他们商量了一下,让韩金跟着过去,他从家里过去。
没想到这个决定,还会让韩之衍躲过一劫。
吴家几人就是冲着韩之衍来的,不想让他参加考试。
苗水芬晚上听见动静了,韩富隔着墙安慰他们没事,钱家人才没过来。
等到第二天一早,她带着钱奎过来,看见被踹烂的门,气的发抖。
阿衍都是受了他们的连累,要是阿衍有个三长两短,她没脸再见钱芳。
钱奎也不去读书了,去找夫子告了假,跟着房主去了衙门。
韩富赶到的时候,韩之衍和韩金才刚刚出门。
韩富没有和韩之衍说这事,生怕他考试分心,等到把人送进考场,他让韩金在这里盯着,他去衙门看看。

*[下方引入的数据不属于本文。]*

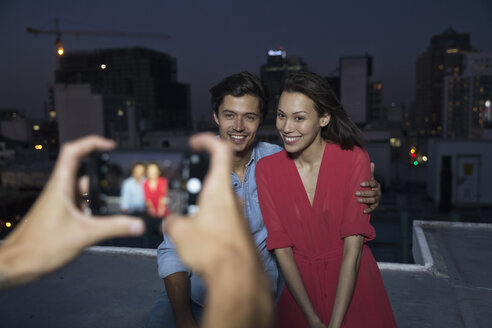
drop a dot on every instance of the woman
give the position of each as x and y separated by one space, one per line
315 226
155 190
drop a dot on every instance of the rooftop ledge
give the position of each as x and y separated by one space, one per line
449 286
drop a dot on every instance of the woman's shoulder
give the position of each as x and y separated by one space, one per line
348 157
272 161
354 153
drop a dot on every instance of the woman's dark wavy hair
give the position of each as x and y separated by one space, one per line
341 129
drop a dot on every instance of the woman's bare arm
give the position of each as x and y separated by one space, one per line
352 250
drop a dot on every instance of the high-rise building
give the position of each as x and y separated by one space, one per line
377 114
443 57
354 74
468 97
136 82
273 73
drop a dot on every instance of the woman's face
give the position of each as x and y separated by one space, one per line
152 171
298 122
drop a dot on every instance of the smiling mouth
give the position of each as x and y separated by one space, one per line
291 140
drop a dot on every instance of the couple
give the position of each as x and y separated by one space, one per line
145 191
316 231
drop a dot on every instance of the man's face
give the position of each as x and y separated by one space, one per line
238 119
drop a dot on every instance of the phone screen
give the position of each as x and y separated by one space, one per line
145 183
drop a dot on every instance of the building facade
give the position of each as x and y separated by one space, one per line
138 87
443 57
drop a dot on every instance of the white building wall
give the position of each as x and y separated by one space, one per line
468 158
79 111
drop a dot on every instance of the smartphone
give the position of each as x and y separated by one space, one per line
170 182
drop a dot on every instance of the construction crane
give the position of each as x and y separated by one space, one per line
58 32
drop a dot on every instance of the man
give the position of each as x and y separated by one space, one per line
239 106
132 200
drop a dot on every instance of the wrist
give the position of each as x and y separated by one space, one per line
13 268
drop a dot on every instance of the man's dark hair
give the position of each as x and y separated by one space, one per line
238 85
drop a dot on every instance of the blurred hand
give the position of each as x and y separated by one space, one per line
370 197
55 230
217 244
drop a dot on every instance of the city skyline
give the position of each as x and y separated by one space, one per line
215 39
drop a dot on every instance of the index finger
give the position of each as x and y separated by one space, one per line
72 152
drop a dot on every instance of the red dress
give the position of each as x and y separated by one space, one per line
316 234
155 194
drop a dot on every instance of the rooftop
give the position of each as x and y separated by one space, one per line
449 286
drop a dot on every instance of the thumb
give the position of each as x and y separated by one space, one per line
114 226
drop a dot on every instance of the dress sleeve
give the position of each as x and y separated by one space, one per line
354 221
277 237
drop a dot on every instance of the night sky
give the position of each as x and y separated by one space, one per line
212 39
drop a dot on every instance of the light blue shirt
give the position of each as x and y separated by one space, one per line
168 260
132 195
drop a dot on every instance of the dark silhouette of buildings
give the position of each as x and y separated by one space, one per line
443 57
138 86
468 97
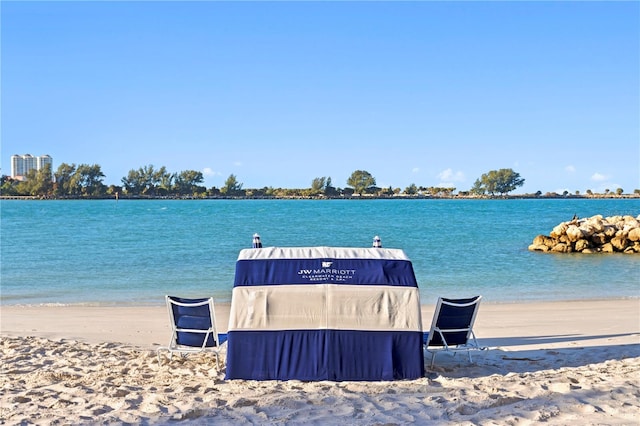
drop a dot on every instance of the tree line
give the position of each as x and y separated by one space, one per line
86 181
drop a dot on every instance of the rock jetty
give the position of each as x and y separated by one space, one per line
597 234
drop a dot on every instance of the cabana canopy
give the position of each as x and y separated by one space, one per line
324 313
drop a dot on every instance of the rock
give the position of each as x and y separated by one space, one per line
619 243
592 235
599 238
559 230
582 245
574 233
634 234
561 248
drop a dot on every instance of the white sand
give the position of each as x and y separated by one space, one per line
559 363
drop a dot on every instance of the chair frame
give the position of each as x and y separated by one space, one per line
471 342
184 350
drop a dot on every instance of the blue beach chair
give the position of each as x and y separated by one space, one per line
452 327
193 327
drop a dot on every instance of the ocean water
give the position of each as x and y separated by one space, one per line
108 252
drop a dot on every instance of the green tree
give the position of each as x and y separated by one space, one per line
500 181
188 182
37 182
318 185
89 178
231 186
8 186
361 181
411 189
478 188
63 176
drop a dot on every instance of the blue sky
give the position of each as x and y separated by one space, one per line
278 93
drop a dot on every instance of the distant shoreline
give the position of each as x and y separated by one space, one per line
351 197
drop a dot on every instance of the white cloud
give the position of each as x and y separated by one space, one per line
598 177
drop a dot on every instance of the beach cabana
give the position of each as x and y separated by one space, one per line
324 313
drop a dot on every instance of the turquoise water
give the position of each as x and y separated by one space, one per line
134 252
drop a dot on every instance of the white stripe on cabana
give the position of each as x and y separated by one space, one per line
325 306
321 253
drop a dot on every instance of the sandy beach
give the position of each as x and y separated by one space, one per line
555 362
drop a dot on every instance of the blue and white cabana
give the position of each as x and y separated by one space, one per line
324 313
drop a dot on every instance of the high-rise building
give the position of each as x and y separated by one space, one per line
21 164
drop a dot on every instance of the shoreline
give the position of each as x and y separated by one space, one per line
553 362
148 326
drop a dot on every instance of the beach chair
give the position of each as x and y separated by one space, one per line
193 327
452 327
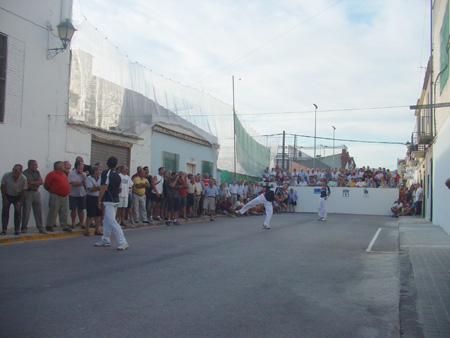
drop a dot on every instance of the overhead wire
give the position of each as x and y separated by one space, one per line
266 43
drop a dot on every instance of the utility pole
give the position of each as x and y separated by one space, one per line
282 158
234 129
334 130
315 129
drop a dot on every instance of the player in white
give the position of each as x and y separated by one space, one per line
325 192
275 194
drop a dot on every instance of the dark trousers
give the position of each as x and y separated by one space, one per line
419 208
5 213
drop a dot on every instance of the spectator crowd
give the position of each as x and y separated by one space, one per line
167 196
352 178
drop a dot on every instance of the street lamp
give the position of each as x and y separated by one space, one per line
65 33
315 129
334 130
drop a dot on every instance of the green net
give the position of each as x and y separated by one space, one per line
444 59
229 177
251 155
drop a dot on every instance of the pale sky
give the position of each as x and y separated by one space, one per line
362 62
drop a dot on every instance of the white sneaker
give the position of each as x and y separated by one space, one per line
123 246
102 243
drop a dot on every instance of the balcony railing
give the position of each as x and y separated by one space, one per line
417 149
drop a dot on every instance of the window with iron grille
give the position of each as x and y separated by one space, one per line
171 161
3 51
207 167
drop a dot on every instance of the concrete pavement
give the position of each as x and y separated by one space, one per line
424 273
425 278
33 233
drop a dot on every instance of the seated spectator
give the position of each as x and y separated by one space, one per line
302 183
396 208
332 183
360 183
222 192
292 199
371 184
408 210
239 205
226 207
351 183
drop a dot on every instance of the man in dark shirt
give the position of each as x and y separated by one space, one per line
109 197
325 192
173 198
32 197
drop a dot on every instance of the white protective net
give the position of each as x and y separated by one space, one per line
109 91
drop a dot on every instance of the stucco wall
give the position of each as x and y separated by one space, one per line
356 201
36 88
189 152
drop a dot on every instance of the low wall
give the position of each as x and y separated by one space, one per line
359 201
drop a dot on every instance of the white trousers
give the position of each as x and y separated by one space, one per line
110 224
322 208
139 208
261 199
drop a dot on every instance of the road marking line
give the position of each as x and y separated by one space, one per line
369 248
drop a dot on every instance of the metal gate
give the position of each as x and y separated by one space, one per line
100 152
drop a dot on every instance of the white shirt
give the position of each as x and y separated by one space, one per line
419 194
127 183
158 185
233 189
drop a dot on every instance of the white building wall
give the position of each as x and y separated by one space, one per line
441 171
357 201
36 88
189 152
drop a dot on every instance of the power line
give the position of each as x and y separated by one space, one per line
267 43
338 139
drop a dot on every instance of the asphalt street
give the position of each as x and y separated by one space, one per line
228 278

衙门那边一大早就接了状纸,听说他们是谋害读书人,衙门更加重视了。
吴家三人是人赃俱祸,他们也没有什么可以辩解的。
韩富是受害人,在大堂上哭的一把鼻涕一把泪,完全没了刚才的镇定。
房主也是声泪俱下,说着家里的损失。
衙门里把三人收到大牢里,等着宣判。
房主带人先回去找人修门,韩富又回了考场外面。
他们现在最重要的事情就是韩之衍考试,其他的都可以晚点再说。
苗水芬也在家里算着日子,等到韩之衍考完这天,她提前带着闺女去了韩之衍租的院子。
烧饭的婆子这几天都没过来,今天也被苗水芬叫了过来。
烧饭婆子先熬粥,再做点容易消化的东西。
苗水芬帮着把被子晒了晒,一会阿衍回来,吃了饭直接就睡下。
韩富和韩金接到韩之衍,韩之衍身上都快馊了。
两人也不嫌弃,架着韩之衍和其他几人打了声招呼,往家赶。
等到家的时候,家里饭菜都好了。
韩之衍谢过舅母,先去洗漱了。
苗水芬看见韩之衍好好的,也就放了心。她先带着闺女回去了,等阿衍睡醒再过来。
韩之衍睡了一个好觉,等醒了的时候,已经是第二天了。
他昨天没注意看,今天起来才看见床都换了。
“家里怎么了,怎么换了好多东西。”
韩富这才把那天晚上发生的事情说了一遍,韩之衍听了紧张的很。
“你没事吧,有没有伤着。”韩之衍关心的说。
“我没事,当时他们是奔着正房去的,我趁这机会跑出去了。还要谢谢各位邻居和房主,他们过来帮了不少忙。”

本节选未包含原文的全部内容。